In [None]:
import os
import pickle
import librosa
import numpy as np

arr=[]
lis=[]
class Loader:
    def __init__(self, sample_rate, duration, mono):
        self.sample_rate = sample_rate
        self.duration = duration
        self.mono = mono
    
    def load(self, file_path):
        signal = librosa.load(file_path,
                              sr=self.sample_rate,
                              duration=self.duration,
                              mono=self.mono)[0]
        lis.append(len(signal))
        return signal


class Padder:
    """Padder is responsible to apply padding to an array."""

    def __init__(self, mode="constant"):
        self.mode = mode

    def left_pad(self, array, num_missing_items):
        padded_array = np.pad(array,
                              (num_missing_items, 0),
                              mode=self.mode)
        return padded_array

    def right_pad(self, array, num_missing_items):
        padded_array = np.pad(array,
                              (0, num_missing_items),
                              mode=self.mode)
        return padded_array


class LogSpectrogramExtractor:
    """LogSpectrogramExtractor extracts log spectrograms (in dB) from a
    time-series signal."""

    def __init__(self, frame_size, hop_length):
        self.frame_size = frame_size
        self.hop_length = hop_length

    def extract(self, signal):
        stft = librosa.stft(signal,
                            n_fft=self.frame_size,
                            hop_length=self.hop_length)[:-1]
        spectrogram = np.abs(stft)
        log_spectrogram = librosa.amplitude_to_db(spectrogram)
        arr.append(log_spectrogram)
        print(log_spectrogram.shape)
        return log_spectrogram


class MinMaxNormaliser:
    """MinMaxNormaliser applies min max normalisation to an array."""

    def __init__(self, min_val, max_val):
        self.min = min_val
        self.max = max_val

    def normalise(self, array):
        norm_array = (array - array.min()) / (array.max() - array.min())
        norm_array = norm_array * (self.max - self.min) + self.min
        return norm_array

    def denormalise(self, norm_array, original_min, original_max):
        array = (norm_array - self.min) / (self.max - self.min)
        array = array * (original_max - original_min) + original_min
        return array


class Saver:
    """saver is responsible to save features, and the min max values."""

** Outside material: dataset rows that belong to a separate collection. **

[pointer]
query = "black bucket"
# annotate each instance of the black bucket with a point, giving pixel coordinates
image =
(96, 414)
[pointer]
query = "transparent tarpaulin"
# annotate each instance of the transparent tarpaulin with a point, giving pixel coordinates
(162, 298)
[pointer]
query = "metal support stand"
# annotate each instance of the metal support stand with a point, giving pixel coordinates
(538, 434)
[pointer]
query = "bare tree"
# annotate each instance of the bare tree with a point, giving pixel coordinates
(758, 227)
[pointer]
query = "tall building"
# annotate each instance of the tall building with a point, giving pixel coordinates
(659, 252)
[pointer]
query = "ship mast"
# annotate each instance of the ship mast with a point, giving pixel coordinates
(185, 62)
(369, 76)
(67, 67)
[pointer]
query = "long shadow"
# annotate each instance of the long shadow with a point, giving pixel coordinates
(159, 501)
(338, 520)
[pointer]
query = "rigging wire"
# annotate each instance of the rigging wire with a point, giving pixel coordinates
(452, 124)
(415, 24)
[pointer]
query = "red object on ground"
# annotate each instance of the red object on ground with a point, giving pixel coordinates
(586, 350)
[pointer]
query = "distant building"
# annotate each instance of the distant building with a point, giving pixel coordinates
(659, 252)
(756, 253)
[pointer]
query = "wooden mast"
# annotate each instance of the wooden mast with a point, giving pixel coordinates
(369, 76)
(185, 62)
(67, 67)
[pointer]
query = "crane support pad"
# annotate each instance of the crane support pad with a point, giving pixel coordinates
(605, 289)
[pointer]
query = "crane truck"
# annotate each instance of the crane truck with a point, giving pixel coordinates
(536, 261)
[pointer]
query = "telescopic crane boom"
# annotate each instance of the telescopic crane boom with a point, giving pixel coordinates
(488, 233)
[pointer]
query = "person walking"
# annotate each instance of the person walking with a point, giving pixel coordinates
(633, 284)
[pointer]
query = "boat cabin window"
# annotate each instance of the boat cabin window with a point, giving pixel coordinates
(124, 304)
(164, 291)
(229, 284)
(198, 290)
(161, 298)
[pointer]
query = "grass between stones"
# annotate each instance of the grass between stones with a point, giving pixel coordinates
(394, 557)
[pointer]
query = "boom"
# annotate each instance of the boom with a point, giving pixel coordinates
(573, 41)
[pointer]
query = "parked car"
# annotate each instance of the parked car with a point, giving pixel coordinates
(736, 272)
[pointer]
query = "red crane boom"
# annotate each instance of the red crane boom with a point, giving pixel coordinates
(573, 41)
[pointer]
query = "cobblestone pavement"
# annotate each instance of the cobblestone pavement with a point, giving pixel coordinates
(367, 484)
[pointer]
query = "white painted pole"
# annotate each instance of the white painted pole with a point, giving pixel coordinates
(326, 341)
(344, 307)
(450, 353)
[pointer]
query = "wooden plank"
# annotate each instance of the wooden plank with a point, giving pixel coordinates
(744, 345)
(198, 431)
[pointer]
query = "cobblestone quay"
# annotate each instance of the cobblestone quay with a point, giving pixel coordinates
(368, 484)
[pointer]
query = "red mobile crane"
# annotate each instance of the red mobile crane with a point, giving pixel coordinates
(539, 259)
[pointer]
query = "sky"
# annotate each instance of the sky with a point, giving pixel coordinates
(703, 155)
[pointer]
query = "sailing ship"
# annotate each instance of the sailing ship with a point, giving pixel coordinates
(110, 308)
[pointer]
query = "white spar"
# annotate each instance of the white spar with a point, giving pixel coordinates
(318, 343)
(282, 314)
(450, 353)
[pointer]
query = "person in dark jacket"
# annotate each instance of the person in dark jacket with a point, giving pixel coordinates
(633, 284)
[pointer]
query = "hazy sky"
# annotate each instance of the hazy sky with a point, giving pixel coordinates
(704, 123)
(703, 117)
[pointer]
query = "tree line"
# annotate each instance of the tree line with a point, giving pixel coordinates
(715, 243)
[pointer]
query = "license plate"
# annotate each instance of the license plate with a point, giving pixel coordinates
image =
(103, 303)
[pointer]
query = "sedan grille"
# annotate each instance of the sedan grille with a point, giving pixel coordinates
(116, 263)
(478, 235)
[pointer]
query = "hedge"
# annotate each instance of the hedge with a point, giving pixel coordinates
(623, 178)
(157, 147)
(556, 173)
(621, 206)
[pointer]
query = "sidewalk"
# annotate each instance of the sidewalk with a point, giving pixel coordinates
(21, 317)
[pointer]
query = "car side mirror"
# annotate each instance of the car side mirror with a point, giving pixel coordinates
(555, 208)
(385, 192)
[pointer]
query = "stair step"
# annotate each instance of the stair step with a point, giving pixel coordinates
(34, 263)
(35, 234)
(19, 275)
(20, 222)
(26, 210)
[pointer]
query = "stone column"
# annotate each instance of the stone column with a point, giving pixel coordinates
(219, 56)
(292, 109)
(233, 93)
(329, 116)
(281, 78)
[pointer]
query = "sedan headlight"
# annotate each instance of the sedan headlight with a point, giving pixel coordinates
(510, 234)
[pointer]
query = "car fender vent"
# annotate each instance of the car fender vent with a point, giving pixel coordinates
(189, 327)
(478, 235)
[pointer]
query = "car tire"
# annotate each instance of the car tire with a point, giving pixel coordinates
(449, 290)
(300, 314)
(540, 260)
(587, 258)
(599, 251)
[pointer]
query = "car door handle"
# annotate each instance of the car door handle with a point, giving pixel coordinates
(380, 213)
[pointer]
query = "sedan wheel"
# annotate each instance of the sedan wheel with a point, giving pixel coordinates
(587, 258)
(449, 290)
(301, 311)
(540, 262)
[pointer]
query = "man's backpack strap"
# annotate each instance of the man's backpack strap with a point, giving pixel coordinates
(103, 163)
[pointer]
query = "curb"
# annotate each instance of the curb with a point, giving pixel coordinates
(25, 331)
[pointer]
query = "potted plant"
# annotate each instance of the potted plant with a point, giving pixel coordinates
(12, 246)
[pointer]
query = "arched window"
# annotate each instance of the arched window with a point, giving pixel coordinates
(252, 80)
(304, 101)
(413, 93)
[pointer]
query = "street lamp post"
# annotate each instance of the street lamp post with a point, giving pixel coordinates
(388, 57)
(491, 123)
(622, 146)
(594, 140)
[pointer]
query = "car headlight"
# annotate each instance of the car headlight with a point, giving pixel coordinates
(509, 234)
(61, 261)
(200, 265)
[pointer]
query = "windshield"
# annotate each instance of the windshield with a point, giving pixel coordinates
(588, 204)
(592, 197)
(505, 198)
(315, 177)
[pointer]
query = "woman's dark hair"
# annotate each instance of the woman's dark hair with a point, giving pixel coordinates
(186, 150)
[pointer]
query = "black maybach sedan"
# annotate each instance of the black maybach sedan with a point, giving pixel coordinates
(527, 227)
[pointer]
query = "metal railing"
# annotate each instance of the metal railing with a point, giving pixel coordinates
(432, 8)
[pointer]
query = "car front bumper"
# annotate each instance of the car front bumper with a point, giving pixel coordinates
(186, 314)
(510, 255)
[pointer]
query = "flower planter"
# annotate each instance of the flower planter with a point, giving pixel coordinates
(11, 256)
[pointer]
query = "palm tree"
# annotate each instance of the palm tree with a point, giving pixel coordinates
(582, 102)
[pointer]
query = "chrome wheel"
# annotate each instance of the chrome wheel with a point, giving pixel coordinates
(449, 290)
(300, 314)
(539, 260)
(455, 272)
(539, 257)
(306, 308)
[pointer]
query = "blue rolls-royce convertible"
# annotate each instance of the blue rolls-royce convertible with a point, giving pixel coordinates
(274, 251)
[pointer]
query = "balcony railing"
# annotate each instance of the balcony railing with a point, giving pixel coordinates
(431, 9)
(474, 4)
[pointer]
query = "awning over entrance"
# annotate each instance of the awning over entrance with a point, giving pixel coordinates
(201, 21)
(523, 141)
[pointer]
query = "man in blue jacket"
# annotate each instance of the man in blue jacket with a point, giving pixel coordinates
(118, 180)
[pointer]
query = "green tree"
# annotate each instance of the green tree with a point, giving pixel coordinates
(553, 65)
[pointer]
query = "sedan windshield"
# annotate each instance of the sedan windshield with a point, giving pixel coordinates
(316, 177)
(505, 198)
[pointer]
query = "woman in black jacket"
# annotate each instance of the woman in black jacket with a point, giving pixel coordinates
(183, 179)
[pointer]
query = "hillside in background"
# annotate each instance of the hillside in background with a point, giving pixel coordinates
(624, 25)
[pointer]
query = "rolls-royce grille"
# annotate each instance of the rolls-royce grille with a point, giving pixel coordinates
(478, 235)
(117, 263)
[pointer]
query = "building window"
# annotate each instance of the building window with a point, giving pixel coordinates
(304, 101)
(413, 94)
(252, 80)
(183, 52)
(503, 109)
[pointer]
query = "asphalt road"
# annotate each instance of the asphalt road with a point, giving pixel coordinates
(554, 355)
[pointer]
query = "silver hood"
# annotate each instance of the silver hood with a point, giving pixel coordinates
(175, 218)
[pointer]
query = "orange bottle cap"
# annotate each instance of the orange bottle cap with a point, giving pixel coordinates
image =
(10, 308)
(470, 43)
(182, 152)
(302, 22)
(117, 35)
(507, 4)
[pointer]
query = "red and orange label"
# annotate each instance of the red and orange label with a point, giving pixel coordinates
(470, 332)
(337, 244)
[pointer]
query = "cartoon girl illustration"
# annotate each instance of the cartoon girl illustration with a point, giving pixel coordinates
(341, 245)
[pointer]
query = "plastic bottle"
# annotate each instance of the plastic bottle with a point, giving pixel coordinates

    def __init__(self, feature_save_dir, min_max_values_save_dir):
        self.feature_save_dir = feature_save_dir
        self.min_max_values_save_dir = min_max_values_save_dir

    def save_feature(self, feature, file_path):
        save_path = self._generate_save_path(file_path)
        np.save(save_path, feature)

    def save_min_max_values(self, min_max_values):
        save_path = os.path.join(self.min_max_values_save_dir,
                                 "min_max_values.pkl")
        self._save(min_max_values, save_path)

    @staticmethod
    def _save(data, save_path):
        with open(save_path, "wb") as f:
            pickle.dump(data, f)

    def _generate_save_path(self, file_path):
        file_name = os.path.split(file_path)[1]
        save_path = os.path.join(self.feature_save_dir, file_name + ".npy")
        return save_path


class PreprocessingPipeline:
    """PreprocessingPipeline processes audio files in a directory, applying
    the following steps to each file:
        1- load a file
        2- pad the signal (if necessary)
        3- extracting log spectrogram from signal
        4- normalise spectrogram
        5- save the normalised spectrogram
    Storing the min max values for all the log spectrograms.
    """

    def __init__(self):
        self.padder = None
        self.extractor = None
        self.normaliser = None
        self.saver = None
        self.min_max_values = {}
        self._loader = None
        self._num_expected_samples = None

    @property
    def loader(self):
        return self._loader

    @loader.setter
    def loader(self, loader):
        self._loader = loader
        self._num_expected_samples = int(loader.sample_rate * loader.duration)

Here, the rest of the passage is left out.